Our research group is dedicated to a multi-scale study of evolutionary processes and the application of acquired knowledge to improve the health status of human collectives. This description is necessarily generic and ambiguous, and it focuses on a series of research activities that are detailed below:

• Epidemiology and evolution of pathogenic microorganisms. We take advantage of the research capability granting us access to genetic information (gene sequences and genomes) on recent history and evolutionary processes that act and have acted on microorganisms, normally bacteria and viruses, and enable follow-up and monitoring as a way to track the origin of transmission paths, the introduction and expansion of genes and drug-resistant variants, etc.
• Evolutionary systems biology. The recent developments in massive sequencing techniques and bioinformatics allow a rebuild of the evolutionary history of organisms, their genes and genomes, as well as that of components formed by all the various systems. The implementation of these methodologies in pathogenic organisms and their hosts makes us reach a better understanding on pathogenesis as well as alternatives and possibilities to act against them.

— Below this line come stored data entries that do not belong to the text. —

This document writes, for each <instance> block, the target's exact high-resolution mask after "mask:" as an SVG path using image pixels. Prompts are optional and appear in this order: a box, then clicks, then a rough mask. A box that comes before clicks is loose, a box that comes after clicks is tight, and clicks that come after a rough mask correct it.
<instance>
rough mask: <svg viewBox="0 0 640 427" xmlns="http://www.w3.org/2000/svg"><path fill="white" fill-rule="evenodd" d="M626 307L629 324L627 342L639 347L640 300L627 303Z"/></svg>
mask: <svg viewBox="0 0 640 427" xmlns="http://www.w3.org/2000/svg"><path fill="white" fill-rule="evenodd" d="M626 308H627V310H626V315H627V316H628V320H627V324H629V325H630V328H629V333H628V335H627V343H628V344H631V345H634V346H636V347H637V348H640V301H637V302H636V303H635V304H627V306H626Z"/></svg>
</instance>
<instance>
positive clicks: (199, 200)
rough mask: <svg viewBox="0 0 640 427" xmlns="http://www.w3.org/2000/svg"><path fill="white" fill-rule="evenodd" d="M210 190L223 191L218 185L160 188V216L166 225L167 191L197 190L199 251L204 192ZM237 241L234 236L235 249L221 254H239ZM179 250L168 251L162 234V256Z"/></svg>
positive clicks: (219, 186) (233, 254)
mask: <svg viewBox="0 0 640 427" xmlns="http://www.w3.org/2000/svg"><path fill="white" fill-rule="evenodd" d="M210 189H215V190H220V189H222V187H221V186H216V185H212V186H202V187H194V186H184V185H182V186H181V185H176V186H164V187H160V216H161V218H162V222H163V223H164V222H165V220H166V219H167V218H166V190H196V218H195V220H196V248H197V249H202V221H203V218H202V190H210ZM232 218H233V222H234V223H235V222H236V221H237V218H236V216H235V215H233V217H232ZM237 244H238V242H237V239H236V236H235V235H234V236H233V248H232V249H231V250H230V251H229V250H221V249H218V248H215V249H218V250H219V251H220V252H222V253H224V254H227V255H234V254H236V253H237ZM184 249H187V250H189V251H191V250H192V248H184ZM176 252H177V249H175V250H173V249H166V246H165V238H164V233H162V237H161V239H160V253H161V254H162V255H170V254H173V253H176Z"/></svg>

• Mutation and viral evolution (VIRMUT). A mutation represents the ultimate source for genetic variation and, as such, a key factor that clarifies the great variability and rapid evolution of ARN viruses. In this field, we estimated the virus mutation rate in animals, plants and bacteriophages (RNA as well as DNA ones). As of today, we are working on an in vitro and in vivo mutation rates estimate of different, biomedically relevant human viruses, such as HIV-1 or hepatitis C. With the use of different experimental approximations, we count on being able to detect mechanisms yet unknown in the creation of RNA diversity.
• Biologic complexity and robustness. The organisms’ capacity to withstand mutations (genetic or mutational robustness) determines the strength of natural selection and plays an important role in evolution. With the directed mutagenesis technique, we characterised the distribution of mutational effects based on the biological efficacy of various RNA viruses. This allowed us to observe notoriously low robustness levels. Moreover, our group pointed out the existence of a correlation between epistasis (interaction between genes or loci) and genomic complexity. The Systems Biology currently offers tools that allow to test these predictions.
• Experimental evolution of oncolytic viruses. Different RNA viruses show a certain degree of spontaneous selectiveness towards cancer cells, which is convenient in potential candidates for the development of therapeutic applications. The vesicular stomatitis virus (VSV) is a RNA virus with natural oncolytic activity and it’s usually used in our laboratory for studies on experimental evolution. The VSV adaptation to different cancer cell lines by experimental evolution will enable the obtainment of potential oncolytics, provided it results in a relevant decrease of its efficacy in primary cells. The virus candidates will be tested in vivo through infections in mice.